Tasmanian devil facial tumor disease is one of only four cancers known to be transmissible, including forms have been identified in dogs, soft-shell clams, and Syrian hamsters. DFTD was first recorded in 1996, and since that time DFTD has wiped out nearly 80 percent of the dog-sized carnivorous marsupials.
An international group of researchers made up of scientists from the U.S., U.K., and Australia, described their findings in the journal Nature Communications, published on August 30.. They looked at 10,000 tissue samples from 294 devils, covering three different populations that included data from before and after the disease was first recorded in 1996, and up through 2014.
In sequencing the Tasmanian devil’s genome, the team found seven different genes in two parts of the genome that seemed to be related to immune response or cancer risk in humans. All seven genes appeared to have similar selection signatures across the populations in the three areas studied.
“We characterized about 800,000 locations across the genome of each individual Tasmanian devil,” said Dr. Hohenlohe, an evolutionary biologist at the University of Idaho, according to the BBC.
“Our goal is to look for genetic variants that could convey some sort of resistance… so that it may be possible to manage captive populations to ensure that that genetic variation is maintained.”
The researchers found that two sections of the devil’s DNA were under “acute selection pressure.” What turned out to be amazing was that the genes in the two sections were changing faster than the rest of the genome. The specific variations in those changing genes were found in all three populations, reports ABC.net.au.
“Particularly, there are several that seem to be involved in directing immune cells to dysfunctional cells or pathogens, and we think those are particularly promising,” said lead author Dr.

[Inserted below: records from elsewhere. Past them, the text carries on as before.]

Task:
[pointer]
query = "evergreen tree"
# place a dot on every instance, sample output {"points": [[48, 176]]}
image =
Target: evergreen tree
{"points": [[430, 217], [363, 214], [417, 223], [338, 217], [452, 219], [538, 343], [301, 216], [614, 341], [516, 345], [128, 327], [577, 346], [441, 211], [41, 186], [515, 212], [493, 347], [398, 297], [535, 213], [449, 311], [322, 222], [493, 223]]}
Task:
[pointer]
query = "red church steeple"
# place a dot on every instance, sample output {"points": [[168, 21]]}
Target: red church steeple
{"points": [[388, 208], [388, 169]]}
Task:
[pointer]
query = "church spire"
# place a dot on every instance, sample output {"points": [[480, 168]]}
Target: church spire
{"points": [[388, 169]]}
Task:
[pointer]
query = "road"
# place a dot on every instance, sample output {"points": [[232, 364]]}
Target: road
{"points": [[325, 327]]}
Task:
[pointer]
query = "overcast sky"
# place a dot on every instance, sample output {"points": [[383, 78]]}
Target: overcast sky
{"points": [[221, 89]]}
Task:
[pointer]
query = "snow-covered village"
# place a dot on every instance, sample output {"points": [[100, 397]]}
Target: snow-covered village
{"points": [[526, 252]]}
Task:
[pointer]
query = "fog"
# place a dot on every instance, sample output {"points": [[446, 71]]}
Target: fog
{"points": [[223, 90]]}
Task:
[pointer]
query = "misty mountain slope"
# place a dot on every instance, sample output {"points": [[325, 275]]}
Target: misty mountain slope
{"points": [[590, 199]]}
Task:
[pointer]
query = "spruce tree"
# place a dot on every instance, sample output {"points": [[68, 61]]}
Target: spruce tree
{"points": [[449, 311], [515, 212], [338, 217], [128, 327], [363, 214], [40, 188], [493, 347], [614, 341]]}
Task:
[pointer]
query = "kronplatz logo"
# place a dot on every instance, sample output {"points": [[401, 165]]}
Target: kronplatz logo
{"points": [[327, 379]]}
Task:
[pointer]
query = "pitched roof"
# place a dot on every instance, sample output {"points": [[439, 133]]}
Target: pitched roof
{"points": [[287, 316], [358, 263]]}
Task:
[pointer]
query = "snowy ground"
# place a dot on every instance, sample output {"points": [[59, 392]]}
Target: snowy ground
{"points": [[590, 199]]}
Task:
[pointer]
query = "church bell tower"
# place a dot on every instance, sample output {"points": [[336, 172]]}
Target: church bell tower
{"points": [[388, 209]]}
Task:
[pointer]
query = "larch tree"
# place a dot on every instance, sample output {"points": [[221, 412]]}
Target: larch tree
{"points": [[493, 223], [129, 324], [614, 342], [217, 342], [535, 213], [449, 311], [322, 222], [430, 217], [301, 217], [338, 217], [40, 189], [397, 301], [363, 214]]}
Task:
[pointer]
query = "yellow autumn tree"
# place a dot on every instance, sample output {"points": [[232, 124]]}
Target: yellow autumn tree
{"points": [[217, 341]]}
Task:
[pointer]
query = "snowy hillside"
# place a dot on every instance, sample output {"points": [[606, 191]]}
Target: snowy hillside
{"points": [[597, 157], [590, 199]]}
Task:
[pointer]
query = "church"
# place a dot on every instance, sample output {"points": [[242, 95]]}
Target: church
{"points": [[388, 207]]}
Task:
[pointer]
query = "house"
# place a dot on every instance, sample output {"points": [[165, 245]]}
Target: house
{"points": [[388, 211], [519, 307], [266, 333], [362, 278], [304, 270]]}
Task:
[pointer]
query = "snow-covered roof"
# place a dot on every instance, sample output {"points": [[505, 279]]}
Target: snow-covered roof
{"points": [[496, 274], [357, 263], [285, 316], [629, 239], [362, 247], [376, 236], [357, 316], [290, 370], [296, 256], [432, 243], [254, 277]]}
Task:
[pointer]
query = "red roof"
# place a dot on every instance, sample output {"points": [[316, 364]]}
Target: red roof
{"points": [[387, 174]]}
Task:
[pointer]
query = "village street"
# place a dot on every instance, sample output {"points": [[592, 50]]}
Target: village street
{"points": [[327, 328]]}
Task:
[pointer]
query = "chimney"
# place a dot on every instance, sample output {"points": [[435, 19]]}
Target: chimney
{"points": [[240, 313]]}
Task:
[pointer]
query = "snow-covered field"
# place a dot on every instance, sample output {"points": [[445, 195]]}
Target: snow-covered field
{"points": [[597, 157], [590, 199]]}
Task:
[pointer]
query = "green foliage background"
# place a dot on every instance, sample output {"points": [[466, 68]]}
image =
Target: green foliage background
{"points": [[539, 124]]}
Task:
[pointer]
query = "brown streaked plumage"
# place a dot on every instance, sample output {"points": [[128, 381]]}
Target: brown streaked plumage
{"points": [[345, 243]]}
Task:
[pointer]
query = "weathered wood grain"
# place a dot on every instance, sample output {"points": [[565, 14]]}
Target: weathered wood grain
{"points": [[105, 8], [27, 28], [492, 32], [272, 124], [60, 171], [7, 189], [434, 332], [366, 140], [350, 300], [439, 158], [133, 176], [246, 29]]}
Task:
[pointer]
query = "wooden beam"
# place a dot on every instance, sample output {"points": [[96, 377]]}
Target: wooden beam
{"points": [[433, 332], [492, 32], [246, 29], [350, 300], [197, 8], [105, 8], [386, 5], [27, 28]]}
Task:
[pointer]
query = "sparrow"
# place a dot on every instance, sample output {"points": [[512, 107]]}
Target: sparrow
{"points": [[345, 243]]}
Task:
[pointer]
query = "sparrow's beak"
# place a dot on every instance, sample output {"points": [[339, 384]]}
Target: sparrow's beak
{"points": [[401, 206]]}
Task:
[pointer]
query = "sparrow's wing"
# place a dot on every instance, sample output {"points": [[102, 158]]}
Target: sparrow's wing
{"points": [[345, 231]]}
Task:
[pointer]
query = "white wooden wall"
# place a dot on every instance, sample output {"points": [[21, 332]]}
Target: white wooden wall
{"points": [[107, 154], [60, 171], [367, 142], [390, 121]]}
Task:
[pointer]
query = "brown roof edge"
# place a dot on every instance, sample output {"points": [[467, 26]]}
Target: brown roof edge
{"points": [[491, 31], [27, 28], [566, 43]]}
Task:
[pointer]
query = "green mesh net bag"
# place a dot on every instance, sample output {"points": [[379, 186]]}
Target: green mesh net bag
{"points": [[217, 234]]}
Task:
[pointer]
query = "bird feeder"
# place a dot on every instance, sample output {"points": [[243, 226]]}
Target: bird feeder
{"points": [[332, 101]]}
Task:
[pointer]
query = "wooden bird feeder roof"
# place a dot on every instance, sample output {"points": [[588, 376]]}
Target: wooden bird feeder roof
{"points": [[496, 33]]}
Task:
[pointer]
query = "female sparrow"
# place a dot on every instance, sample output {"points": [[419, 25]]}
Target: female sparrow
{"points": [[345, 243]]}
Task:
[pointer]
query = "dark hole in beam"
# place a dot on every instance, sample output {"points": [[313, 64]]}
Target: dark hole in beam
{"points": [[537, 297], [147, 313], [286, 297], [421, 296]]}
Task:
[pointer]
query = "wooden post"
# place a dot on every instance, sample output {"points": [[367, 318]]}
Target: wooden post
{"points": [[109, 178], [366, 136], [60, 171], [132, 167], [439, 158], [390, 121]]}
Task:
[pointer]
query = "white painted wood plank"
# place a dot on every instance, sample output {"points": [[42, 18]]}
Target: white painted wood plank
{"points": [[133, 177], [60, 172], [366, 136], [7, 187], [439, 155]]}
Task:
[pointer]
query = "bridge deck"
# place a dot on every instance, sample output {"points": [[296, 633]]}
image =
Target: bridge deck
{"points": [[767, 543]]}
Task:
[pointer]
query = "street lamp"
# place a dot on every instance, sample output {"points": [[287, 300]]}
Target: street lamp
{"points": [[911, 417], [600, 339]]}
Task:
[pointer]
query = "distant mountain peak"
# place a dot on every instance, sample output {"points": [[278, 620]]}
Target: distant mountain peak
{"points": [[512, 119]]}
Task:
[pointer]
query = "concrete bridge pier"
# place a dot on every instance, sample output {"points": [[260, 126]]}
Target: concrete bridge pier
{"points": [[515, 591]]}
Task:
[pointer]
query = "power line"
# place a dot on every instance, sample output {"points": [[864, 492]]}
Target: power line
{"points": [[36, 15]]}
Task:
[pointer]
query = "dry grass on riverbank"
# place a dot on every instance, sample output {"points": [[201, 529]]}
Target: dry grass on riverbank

Brendan Epstein from Washington State University.
What is particularly exciting about the study is that we are witnessing an evolutionary change that has come about in only six generations, a relatively short period of time. Many of the animals studied should have already been dead from their disease, but they are still alive.
Dr. David Rollinson is a biologist at the Natural History Museum in London and specializes in genetics. He says the study is “quite impressive,” and is a real example of natural selection in action. “I find it quite exciting,” Dr. Rollinson told the BBC. “There’s been great concern that the Tasmanian devils may be wiped out by this strange, transmissible cancer.”